To turn on logical replication, set the `change_stream_log_retention_duration` parameter in your database parameter group to a setting appropriate for your transaction workload. Changing this static parameter requires you to reboot your DB instance to take effect. Before starting data migration for all the task types including Full Load Only, enable Amazon DocumentDB change streams for all collections within a given database, or only for selected collections. For more information about enabling change streams for Amazon DocumentDB, see [ Enabling Change Streams ](https://docs.amazonaws.cn/documentdb/latest/developerguide/change_streams.html#change_streams-enabling) in the *Amazon DocumentDB developer guide*. 

**Note**  
Amazon DMS uses the Amazon DocumentDB change stream to capture changes during ongoing replication. If Amazon DocumentDB flushes out the records from the change stream before DMS reads them, your tasks will fail. We recommend setting the `change_stream_log_retention_duration` parameter to retain changes for at least 24 hours.
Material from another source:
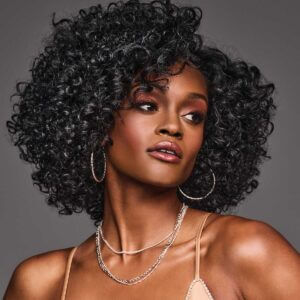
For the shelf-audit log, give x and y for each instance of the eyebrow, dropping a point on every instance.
(195, 96)
(190, 96)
To use Amazon DocumentDB for homogeneous data migration, store user credentials in Secrets Manager under **Credentials for Amazon DocumentDB database**.

## Features for using a MongoDB-compatible database as a source for homogeneous data migrations
Using MongoDB as a source: Features
+ You can migrate all the secondary indexes that Amazon DocumentDB supports during the Full load phase.
+ Amazon DMS migrates collections in parallel. homogeneous data migrations calculates segments at runtime based on the average size of each document in the collection for maximum performance.
+ DMS can replicate the secondary indexes that you create in the CDC phase. DMS supports this feature in MongoDB version 6.0.
+ DMS supports documents with a nesting level greater than 97.

## Limitations for using a MongoDB-compatible database as a source for homogeneous data migrations
Using MongoDB as a source: Limitations
+ Documents can't have field names with a `$` prefix.
+ Amazon DMS doesn't support time series collection migration.
+ Amazon DMS doesn't support `create`, `drop`, or `rename collection` DDL events during the CDC phase.
+ Amazon DMS doesn't suport inconsistent datatypes in the collection for the `_id` field. For example, the following unsupported collection has multiple data types for the `_id` field.

  ```
  rs0 [direct: primary] test> db.collection1.aggregate([
  ...   {
  ...     $group: {
  ...       _id: { $type: "$_id" },
  ...       count: { $sum: 1 }
  ...     }
  ...   }
  ... ])
  [ { _id: 'string', count: 6136 }, { _id: 'objectId', count: 848033 } ]
  ```
+ For CDC-only tasks, Amazon DMS only supports the `immediate` start mode.
+ Amazon DMS doesn't support documents with invalid UTF8 characters.
+ Amazon DMS doesn't support sharded collections.

## Best practices for using a MongoDB-compatible database as a source for homogeneous data migrations
Using MongoDB as a source: Best practices
+ For multiple large databases and collections hosted on same MongoDB instance, we recommend you use selection rules for each database and collection to split the task between multiple data migration tasks and projects. You can tune your database and collection divisions for maximum performance.